Margaret Abbott, la championne olympique qui ne l’a jamais su

Margaret Abbott sur un parcours de golf au début du XXe siècle.
Margaret Abbott sur un parcours de golf au début du XXe siècle.

Les Jeux Olympiques regorgent de champions, de records et de merveilleuses histoires mais le plus grand événement sportif du monde a également été le théâtre de scènes très originales, étranges, émouvantes, tristes ou cocasses. Chaque semaine, nous vous sortons des archives l’une de nos meilleures histoires. Aujourd’hui, nous vous racontons l’histoire de Margaret Abbott, la golfeuse américaine qui n’a jamais été au courant qu’elle était championne olympique.

À l’époque où les médailles ne faisaient pas encore partie de la tradition olympique, la golfeuse Margaret Abbott est devenue la première athlète féminine à remporter un titre olympique pour les États-Unis. Mais elle n’en n’a jamais été au courant. 

C’est à Paris 1900 que les femmes ont été autorisées à participer aux Jeux Olympiques pour la première fois. Seules 22 athlètes féminines ont pris part aux compétitions olympiques cette année en France. Abbott, qui étudiait alors dans la capitale française, faisait partie des ces pionnières. 

Cinq épreuves féminines étaient organisées lors de ces deuxièmes Jeux Olympiques de l’ère moderne : le golf, le tennis, la voile, l’équitation et le croquet.

Le contexte

Née en Inde en 1878, Margaret a grandi aux États-Unis et c’est au Chicago golf club qu’elle a débuté la discipline, avec des athlètes masculins. Sa mère Mary Abbott, écrivaine et chroniqueuse littéraire du Chicago Herald, pratiquait également le golf. Et Margaret a rapidement acquis une réputation locale grâce à ses accomplissements sportifs. 

En 1899, mère et fille ont déménagé à Paris, où Margaret a étudié l’art aux côtés notamment d’illustres personnages comme Auguste Rodin, considéré comme le fondateur de la sculpture moderne, et le peintre impressionniste Edgar Degas.

L’année suivante, pour la première année du XXe siècle, elles ont entendu parler d’un tournoi international de golf à Compiègne, à environ 80 km de Paris. Elles ont toutes deux participé à la compétition.

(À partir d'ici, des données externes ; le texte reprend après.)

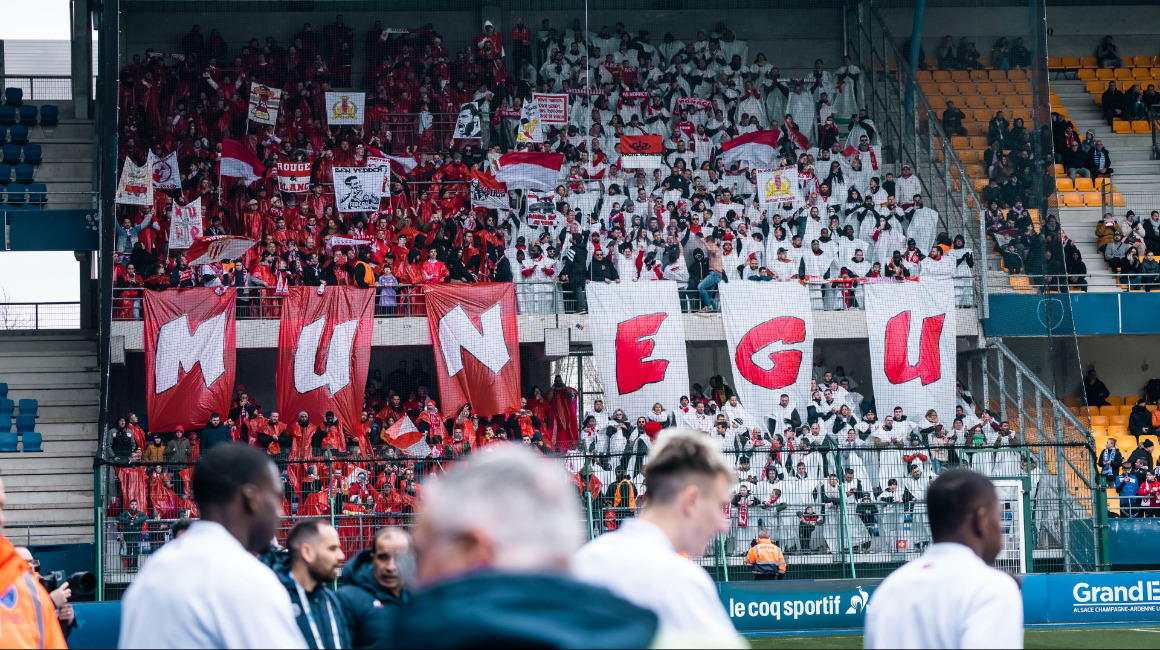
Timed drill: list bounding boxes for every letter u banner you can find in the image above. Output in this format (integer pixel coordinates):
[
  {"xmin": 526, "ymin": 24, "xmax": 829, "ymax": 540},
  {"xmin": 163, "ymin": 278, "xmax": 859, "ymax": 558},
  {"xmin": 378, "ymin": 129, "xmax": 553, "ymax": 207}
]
[
  {"xmin": 865, "ymin": 277, "xmax": 956, "ymax": 421},
  {"xmin": 718, "ymin": 282, "xmax": 813, "ymax": 413},
  {"xmin": 277, "ymin": 287, "xmax": 375, "ymax": 435},
  {"xmin": 423, "ymin": 282, "xmax": 520, "ymax": 417},
  {"xmin": 144, "ymin": 288, "xmax": 238, "ymax": 431},
  {"xmin": 587, "ymin": 281, "xmax": 689, "ymax": 413}
]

La victoire sans le savoir

Les Jeux Olympiques de Paris 1900 étaient étalés sur une période de six mois pour coïncider avec l’exposition universelle de Paris, pendant laquelle de nombreuses épreuves d’exhibition ont été organisées. Cette multitude d’événements a d’ailleurs créé une légère confusion avec le programme olympique officiel.

Le 4 octobre, Margaret a enregistré un score de 47 sur le neuf trous, qui lui a permis de remporter le titre devant ses compatriotes Pauline Whittier (49) et Daria Pratt (53), tandis que sa mère a terminé à la septième place avec un score de 65.

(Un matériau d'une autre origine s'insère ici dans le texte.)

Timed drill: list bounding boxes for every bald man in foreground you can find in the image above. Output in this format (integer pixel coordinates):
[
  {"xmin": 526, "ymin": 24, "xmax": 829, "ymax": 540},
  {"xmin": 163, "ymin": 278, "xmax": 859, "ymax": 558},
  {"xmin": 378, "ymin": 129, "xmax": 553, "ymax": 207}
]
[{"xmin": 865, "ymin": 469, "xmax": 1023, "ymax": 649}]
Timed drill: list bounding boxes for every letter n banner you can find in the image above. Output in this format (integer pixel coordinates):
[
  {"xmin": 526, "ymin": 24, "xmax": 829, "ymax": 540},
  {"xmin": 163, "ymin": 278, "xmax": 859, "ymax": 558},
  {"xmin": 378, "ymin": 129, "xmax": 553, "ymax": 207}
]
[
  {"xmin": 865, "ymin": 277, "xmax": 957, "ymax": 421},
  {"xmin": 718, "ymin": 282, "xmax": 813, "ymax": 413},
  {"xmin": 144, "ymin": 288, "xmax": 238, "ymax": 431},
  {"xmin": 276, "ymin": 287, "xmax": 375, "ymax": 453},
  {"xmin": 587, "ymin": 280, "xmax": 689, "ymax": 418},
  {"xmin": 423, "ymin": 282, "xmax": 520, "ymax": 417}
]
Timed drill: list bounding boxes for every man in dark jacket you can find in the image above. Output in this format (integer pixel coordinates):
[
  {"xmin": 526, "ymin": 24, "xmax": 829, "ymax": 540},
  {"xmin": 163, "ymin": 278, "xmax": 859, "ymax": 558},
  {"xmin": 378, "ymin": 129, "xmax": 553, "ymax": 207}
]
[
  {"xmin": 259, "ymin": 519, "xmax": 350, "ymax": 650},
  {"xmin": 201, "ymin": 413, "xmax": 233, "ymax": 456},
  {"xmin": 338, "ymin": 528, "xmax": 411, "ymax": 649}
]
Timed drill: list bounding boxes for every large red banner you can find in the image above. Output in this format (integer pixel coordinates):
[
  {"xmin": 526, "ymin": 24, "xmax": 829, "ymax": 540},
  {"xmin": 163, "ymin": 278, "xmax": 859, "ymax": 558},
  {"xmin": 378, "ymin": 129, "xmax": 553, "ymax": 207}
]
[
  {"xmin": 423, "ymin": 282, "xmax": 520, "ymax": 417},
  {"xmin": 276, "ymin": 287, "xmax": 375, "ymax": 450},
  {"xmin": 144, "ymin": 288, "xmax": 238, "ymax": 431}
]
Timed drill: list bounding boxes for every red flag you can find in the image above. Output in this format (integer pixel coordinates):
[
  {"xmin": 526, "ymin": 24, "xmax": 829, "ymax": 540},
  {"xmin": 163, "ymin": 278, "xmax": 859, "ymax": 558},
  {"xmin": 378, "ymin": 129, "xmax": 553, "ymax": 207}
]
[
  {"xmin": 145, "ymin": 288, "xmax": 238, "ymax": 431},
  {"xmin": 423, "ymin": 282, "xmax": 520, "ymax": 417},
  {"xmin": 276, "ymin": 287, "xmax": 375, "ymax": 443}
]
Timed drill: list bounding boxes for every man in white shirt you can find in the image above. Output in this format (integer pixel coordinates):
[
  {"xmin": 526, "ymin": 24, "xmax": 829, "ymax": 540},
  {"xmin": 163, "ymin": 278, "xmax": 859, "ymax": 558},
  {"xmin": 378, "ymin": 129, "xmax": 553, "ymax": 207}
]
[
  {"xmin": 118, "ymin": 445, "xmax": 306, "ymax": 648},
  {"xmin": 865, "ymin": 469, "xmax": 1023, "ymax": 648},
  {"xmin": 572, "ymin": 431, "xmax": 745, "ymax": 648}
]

Mais elle ne savait pas que l’épreuve faisait partie des Jeux Olympiques. Elle croyait avoir simplement remporté le Prix de la ville de Compiègne. Elle n’a pas non plus reçu de médaille d’or car elles n’étaient pas encore au cœur de la tradition olympique. C’est une olympiade plus tard, à Saint-Louis 1904, que les premières médailles d’or, d’argent et de bronze ont été remises aux trois premiers de chaque épreuve. 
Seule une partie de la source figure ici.